Horse and buggy

horse01There’s much before our eyes in Western Loudoun that goes unseen, natural treasures, that are wasted because many don’t understand – and we’re the worse for this widespread ignorance.

Several days ago, a young lady asked the following question, “How wide is this path by the river?”

The answer, “Wide enough for a horse and buggy?”

The disbelieving response, “A horse and buggy?,” like a horse and buggy was the most preposterous thing to imagine in Western Loudoun.

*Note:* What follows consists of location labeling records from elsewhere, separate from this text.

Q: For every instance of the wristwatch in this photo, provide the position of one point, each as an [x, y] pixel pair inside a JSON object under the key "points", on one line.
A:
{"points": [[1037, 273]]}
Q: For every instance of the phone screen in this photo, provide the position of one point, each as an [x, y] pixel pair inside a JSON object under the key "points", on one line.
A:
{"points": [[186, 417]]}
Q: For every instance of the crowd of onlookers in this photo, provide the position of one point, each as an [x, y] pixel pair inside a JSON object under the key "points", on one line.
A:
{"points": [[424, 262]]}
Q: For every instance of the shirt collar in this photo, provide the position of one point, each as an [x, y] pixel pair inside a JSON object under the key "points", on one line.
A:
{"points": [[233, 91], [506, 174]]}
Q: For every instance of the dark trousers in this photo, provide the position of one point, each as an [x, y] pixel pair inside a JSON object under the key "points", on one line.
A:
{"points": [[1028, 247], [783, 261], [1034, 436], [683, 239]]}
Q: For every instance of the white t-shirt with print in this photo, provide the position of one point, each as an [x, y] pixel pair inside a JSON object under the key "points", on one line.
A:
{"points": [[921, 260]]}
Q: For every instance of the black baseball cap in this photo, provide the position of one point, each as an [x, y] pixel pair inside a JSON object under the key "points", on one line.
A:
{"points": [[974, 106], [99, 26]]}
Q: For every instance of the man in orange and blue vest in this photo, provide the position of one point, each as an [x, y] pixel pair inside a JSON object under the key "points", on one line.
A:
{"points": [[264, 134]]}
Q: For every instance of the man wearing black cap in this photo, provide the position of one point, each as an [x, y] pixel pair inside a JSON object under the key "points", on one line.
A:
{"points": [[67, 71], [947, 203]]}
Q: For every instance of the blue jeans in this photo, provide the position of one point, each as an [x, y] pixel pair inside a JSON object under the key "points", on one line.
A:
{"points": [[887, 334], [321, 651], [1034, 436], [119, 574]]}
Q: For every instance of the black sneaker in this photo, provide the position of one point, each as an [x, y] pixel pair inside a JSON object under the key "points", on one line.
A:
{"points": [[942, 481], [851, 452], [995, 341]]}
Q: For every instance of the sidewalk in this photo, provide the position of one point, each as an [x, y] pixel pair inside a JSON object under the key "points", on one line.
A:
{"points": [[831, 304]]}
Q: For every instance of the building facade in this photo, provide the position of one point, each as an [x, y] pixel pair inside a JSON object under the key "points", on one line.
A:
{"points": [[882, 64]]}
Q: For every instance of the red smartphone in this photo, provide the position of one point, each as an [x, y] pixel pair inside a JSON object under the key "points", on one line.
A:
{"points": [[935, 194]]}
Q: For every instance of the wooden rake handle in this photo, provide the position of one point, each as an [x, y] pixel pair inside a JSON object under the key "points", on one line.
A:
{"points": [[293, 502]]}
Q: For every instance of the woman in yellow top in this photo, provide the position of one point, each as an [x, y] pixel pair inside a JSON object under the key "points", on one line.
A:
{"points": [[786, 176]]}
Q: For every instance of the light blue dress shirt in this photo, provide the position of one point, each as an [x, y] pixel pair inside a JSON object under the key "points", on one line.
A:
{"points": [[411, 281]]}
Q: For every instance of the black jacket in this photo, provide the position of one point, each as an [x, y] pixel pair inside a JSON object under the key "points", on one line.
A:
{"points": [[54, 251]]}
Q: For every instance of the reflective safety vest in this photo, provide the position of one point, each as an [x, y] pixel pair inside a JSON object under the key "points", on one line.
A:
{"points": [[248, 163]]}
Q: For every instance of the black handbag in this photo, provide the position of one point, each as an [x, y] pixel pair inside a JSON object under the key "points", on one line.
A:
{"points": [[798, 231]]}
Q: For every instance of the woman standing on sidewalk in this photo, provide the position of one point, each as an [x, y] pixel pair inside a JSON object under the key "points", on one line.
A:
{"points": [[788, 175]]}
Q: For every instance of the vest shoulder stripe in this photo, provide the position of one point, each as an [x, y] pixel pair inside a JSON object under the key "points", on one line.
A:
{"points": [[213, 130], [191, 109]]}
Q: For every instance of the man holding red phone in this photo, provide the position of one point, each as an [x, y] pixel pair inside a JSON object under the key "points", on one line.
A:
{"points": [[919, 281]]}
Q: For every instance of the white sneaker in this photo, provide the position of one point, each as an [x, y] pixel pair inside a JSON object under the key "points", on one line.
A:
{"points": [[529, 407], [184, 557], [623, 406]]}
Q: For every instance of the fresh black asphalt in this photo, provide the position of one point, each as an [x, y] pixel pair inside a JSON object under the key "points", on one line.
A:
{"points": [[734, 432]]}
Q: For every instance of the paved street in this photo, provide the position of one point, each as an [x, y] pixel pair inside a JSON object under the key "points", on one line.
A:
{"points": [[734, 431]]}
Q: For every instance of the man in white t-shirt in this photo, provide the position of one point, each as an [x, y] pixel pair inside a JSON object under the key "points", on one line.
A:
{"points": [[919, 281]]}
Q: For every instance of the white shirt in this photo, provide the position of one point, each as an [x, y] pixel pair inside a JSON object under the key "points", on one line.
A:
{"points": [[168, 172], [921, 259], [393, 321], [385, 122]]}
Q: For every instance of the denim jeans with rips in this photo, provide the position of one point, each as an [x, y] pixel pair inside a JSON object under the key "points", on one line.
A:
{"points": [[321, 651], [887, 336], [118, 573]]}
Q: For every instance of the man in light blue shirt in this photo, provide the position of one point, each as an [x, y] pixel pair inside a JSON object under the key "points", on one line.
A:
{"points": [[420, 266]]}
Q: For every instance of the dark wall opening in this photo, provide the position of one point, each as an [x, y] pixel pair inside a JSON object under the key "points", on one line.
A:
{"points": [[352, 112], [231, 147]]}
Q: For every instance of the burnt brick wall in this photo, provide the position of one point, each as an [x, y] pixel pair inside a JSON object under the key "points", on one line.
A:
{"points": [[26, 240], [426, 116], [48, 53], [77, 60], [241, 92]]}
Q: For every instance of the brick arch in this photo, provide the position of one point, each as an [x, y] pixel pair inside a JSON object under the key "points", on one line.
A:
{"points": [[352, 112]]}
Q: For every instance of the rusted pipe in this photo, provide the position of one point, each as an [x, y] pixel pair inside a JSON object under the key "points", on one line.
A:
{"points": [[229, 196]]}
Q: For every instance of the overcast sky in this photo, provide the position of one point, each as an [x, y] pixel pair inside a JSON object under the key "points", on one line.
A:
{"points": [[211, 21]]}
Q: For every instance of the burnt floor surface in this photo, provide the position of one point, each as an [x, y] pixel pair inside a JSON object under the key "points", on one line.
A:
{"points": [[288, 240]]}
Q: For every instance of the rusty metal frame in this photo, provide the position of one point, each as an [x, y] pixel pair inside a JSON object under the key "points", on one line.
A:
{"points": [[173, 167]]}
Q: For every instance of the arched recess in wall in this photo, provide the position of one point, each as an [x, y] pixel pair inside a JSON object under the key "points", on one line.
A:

Where I live in Lovettsville, we know several neighbors who drive a horse and buggy and one neighbor has the most excellent team of draft horses that pull a high seated stylish wagon.

Ignorance of our local ways puts at risk our livestock, our crops, and the rich and valued history, lurking around almost every turn in our unpaved country roads.

What’s most sad is to misapprehend how much richer is any life lived consciously in the country. 

Henry Taylor, the Pulitzer prize-winning poet, a Loudoun treasure himself, wrote of a man who left behind “civilization” and “takes his pain to the woods, to settle down.”

Henry wrote of this man, “Wanting the dark, he shuts the cabin door while the town he left lies buried in thick air he once breathed freely, watching others drown.”

It’s that old saw, to be unfair to Henry’s easy sounding complexity, to know the cost of everything, and the value of nothing.

“Back there,” Henry wrote, and he could be talking about Fairfax, or New York where I was born, “They run like cattle down a chute,” Henry said, “to low at those lascivious marquees or slobber over rubber novelties; so he [this man] carries his pain here to [Loudoun to] shake it out away from them.”

When I was a kid in New York, I lived not far from “West Farms,” no farm back then, instead a juncture of streets, an el train overhead, tenements on either side of the street, and only the nearby Bronx Zoo resembling anything like a farm.

There are no heavily maned lions in Loudoun, but we do have our own brand of mountain lion, coyote, bear, fox, raccoons, skunks, minx, ground hogs, rabbits, weasels, and snakes running free.

We quite understand those who want the big box in McClean and come to Loudoun because the space is affordable, but, once here, don’t then disrespect what we have here, what was here when you came!

Don’t pour poison on your lawn, that then drifts into our ground water, into what we drink, don’t compromise our riparian buffers, don’t use water like it’s source is boundless.

Henry wrote how in “spring and summer you would mow the field, not down to lawn, but with a bushhog, every six weeks or so, just often enough to give grass a chance, and keep weeds down.”

This is how a meadow is born, a place with cover for birds, where flowers may grow, plants that sustain life, and endangered pollinators including the Monarch Butterfly.

We have a freedom farming movement in Western Loudoun, distrusting pesticides, GMOs, and patented seeds.  One misses a grand opportunity, if one doesn’t farm, or buy locally from these farms.

Henry wrote of how you’d stop to talk to an old farmer, “to see whatever this old farmer sees who crumbles heads of wheat between his palms,” and listening “to the soft click of the swaying grain heads …”

We have to modulate our pace if we don’t want to be like cattle running down a chute.

If we don’t appreciate what we’ve got, we’ll be wringing our hands when we’ve discovered it’s lost.